Başarıldı mı? Evet başardılar.

Bugüne geldiğimizde ise, Suriye problemi üzerine toplanan Milli Güvenlik Kurulu sonrası yapılan açıklamada; “Bölgede yaşayan sivil halkı hedef alan terör saldırıları ile bölgenin demografik yapısının değiştirilmesine yönelik eylemlerden duyulan endişe dile getirilmiştir. Uluslararası kamuoyunun bölgede yaşanan insan hakları ihlallerine karşı duyarsız tutumuna dikkat çekilerek, ülkemize sığınan insanların mağduriyetinin giderilmesi için bugüne kadar yapılan insani çalışmaların kararlılıkla devam ettirileceği ifade edilmiştir.”

Görüldüğü gibi, ne kadar donuk, soğuk ve Türk Genel Kurmayı ve Milli Güvenlik Kurulu’ndan beklenmeyen anlamsız bir karar. Sıradan, rastgele üç-beş kişinin bir köşede yapacağı toplantıda alınabilecek basit bir karar.

Oysa Cumhurbaşkanı iki gün evvel; “Güneyimizde bir devlet oluşumuna izin vermeyiz” gibi, sert bir söylemde bulunmuştu. Resmi toplantının akabinde böyle bir hava sezilemiyor.

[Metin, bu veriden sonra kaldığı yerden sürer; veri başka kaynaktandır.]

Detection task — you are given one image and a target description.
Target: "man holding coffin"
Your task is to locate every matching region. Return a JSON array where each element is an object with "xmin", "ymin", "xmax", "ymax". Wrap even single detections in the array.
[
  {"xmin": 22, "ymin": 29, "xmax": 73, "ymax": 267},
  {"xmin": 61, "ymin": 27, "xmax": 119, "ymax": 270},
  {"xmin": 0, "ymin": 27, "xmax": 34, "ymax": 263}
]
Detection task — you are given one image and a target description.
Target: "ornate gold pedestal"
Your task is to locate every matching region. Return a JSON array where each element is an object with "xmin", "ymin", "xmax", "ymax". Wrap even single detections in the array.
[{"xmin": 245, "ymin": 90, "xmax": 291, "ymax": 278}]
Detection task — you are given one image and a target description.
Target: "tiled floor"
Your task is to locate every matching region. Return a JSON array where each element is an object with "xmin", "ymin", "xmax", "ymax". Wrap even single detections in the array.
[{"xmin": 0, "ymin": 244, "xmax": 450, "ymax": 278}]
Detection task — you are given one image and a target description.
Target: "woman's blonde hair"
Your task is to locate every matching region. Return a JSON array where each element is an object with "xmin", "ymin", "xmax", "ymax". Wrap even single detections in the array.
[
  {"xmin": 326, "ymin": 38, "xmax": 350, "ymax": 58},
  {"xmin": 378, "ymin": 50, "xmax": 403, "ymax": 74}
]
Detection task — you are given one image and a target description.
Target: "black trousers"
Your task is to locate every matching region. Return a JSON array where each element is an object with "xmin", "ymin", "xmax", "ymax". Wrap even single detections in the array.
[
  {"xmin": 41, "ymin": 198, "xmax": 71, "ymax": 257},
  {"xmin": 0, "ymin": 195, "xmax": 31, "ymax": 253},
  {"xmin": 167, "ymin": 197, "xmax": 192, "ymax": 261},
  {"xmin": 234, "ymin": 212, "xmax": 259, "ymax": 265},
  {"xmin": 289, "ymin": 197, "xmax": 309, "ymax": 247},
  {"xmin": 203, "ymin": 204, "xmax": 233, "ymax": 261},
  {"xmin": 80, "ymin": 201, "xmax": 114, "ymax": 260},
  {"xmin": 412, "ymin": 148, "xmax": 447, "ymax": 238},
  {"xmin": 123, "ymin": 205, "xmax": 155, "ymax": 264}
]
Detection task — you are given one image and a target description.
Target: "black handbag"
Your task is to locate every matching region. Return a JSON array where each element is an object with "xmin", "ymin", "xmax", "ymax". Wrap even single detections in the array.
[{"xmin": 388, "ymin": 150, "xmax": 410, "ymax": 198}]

BOP hedefleri doğrultusunda olsa gerek, Suriye politikasındaki radikal değişimden sonra, tarumar edilen bir Suriye var önümüzde. Bu sebeple Türkiye’ye kabul edilen 2 Milyondan fazla Suriye vatandaşı, eğit-donat adı altında yapılan eğitim çalışmaları, Özgür Suriye ordusuna verilen destekler, MİT tırları, PYD ve Kürt yapılanması gibi onlarca problemle uğraşırken, asıl problem unutulmuştur. Esasen unutulmuş değil, öteden beri üzerinde çalışılan ve adına ‘çözüm süreci’ dedikleri, bizim ise ‘çözülme süreci’ dediğimiz politikalar nedeniyle göz ardı edilen, PKK ile mücadelenin soğutulması ve unutulması sonrası;

Gemi azıya alan terör örgütü elemanları Kandil Kamplarından tehditlerini artırmış bulunuyorlar. İşte bunların lider bozuntularından birisinin, Milli Güvenlik Kurulu toplantısı sürerken yaptığı tehdit: “açık söyleyeyim, eğer onlar Rojava’ya müdahale ederlerse biz de onlara müdahale ederiz. O zaman Türkiye’nin tümü bir savaş sahasına dönüşür. Türk Devleti öyle her dilediğini yapamaz. Bu Türkiye’yi daha ciddi durumlarla karşı karşıya getirir. 6-7 ekim olaylarını unutmasınlar!”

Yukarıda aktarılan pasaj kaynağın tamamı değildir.